Nothing but the confident assurance, that what he uttered was the voice of God, could ever have induced Moses, or any reasonable man, holding the high and honorable station which he filled, to venture such assertions as these predictions contain. And their accurate and astonishing fulfilment, entirely justifies the confidence with which he announced these great events to the tribes of Jacob.
Had not his predictions been fulfilled, his writings would long since have fallen into disgrace, and his name sunk to oblivion; or been preserved only in story, as an example of daring presumption and mad imposture. But, thank God, his memory lives in the hearts of his wandering and dispersed countrymen, and his name stands enrolled in the records of undying fame, as the prophet and friend of God.
There are other prophecies, which have been recorded by Moses, still more astonishing than any which have yet been brought under consideration; and whose fulfilment is so clearly marked by history, as to settle, for ever, the question of his divine inspiration.

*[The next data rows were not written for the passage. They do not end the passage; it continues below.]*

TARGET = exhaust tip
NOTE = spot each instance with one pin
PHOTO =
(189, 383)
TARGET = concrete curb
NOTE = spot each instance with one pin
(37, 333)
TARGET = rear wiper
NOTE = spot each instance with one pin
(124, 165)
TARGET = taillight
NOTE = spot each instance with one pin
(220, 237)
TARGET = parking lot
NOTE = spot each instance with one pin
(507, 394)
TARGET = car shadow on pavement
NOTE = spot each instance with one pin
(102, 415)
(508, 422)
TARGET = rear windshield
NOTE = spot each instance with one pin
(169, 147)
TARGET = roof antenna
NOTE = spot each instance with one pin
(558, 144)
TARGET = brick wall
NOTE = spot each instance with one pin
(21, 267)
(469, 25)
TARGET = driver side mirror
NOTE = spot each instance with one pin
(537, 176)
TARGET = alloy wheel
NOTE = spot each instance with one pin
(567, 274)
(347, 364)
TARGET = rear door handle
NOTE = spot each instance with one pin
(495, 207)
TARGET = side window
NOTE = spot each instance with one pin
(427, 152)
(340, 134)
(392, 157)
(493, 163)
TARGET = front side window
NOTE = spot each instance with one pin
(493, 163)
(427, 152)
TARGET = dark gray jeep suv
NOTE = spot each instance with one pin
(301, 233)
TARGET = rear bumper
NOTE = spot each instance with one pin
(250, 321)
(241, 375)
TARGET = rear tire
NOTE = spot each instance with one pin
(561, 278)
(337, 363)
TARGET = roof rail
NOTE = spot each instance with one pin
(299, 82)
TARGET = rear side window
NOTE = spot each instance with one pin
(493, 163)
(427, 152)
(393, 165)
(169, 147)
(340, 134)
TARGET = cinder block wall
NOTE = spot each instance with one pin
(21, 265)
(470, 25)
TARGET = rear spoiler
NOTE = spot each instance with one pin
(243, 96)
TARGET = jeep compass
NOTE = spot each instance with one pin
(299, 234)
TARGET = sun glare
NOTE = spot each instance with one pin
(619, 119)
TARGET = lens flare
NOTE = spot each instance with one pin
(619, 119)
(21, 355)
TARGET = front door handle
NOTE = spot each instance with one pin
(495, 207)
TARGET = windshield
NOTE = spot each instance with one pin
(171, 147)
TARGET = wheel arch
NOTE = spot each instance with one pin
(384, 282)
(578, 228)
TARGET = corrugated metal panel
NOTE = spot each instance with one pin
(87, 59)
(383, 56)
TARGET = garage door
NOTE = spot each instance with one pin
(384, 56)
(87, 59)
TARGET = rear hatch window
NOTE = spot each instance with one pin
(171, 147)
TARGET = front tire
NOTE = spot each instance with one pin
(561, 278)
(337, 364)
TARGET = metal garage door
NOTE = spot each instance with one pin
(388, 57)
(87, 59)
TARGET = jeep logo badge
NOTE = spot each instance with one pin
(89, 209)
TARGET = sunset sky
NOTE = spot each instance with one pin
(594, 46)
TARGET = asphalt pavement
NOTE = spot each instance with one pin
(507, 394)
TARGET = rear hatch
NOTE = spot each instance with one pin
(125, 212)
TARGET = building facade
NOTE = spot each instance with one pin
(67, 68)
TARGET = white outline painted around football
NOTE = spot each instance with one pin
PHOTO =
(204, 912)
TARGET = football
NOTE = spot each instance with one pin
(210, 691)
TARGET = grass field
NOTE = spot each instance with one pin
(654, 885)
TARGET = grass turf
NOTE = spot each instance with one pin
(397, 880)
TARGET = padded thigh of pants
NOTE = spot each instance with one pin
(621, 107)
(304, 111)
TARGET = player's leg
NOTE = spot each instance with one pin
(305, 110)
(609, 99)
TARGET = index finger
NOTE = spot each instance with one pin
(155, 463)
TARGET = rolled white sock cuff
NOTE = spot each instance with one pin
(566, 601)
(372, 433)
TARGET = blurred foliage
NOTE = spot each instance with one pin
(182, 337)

There are also a few popular objections to the writings of this prophet, which experience and candor call us to consider. These, I beg leave to inform the audience, will be the subject of our next Lecture.
And now, my brethren and friends, let no inferior subject divert our minds from the investigation of that divine truth, which is so important to our hopes and our happiness. And may heavenly wisdom direct us in the pathway of understanding, and secure to us "that good part which shall not be taken away."
ST. JOHN V. 46, 47.
"Had ye believed Moses, ye would have believed me for he wrote of me. But if ye believe not his writings, how shall ye believe my words?""
In my last Lecture, some of the prophecies of Moses were brought forward, and carefully compared with the history of their fulfilment. Many of my hearers were doubtless satisfied of the divine inspiration of that prophet, from the evidence then adduced. But since it is obvious that much depends upon the prophetic inspiration of Moses, and that the credibility of those who followed him in the prophetic office, will derive additional strength from the overwhelming evidence of his inspiration, it is not inconsistent with the design of our present labors, to lay other prophecies, which have been recorded by him, before you, and the historical evidence by which their fulfilment is placed beyond a reasonable doubt. The prophecies which have been recorded by Moses, and which now present themselves for consideration, are, in some respects, peculiarly strange and astonishing. That they stand without a precedent, and challenge a parallel in the annals of all ages, has long since been asserted and proved, both by Jewish and Christian writers.
The text which we have chosen as a motto to direct our thoughts, asserts that Moses wrote of Christ. Although many passages of his writings have a direct reference to the Saviour of the world, and might be urged with great propriety, in confirmation of this truth; still we shall forbear to notice any which do not appear to be of the first importance to the great object of our present labors; or, which are not supported by such historical evidence as will commend itself to the reason and understanding of my hearers.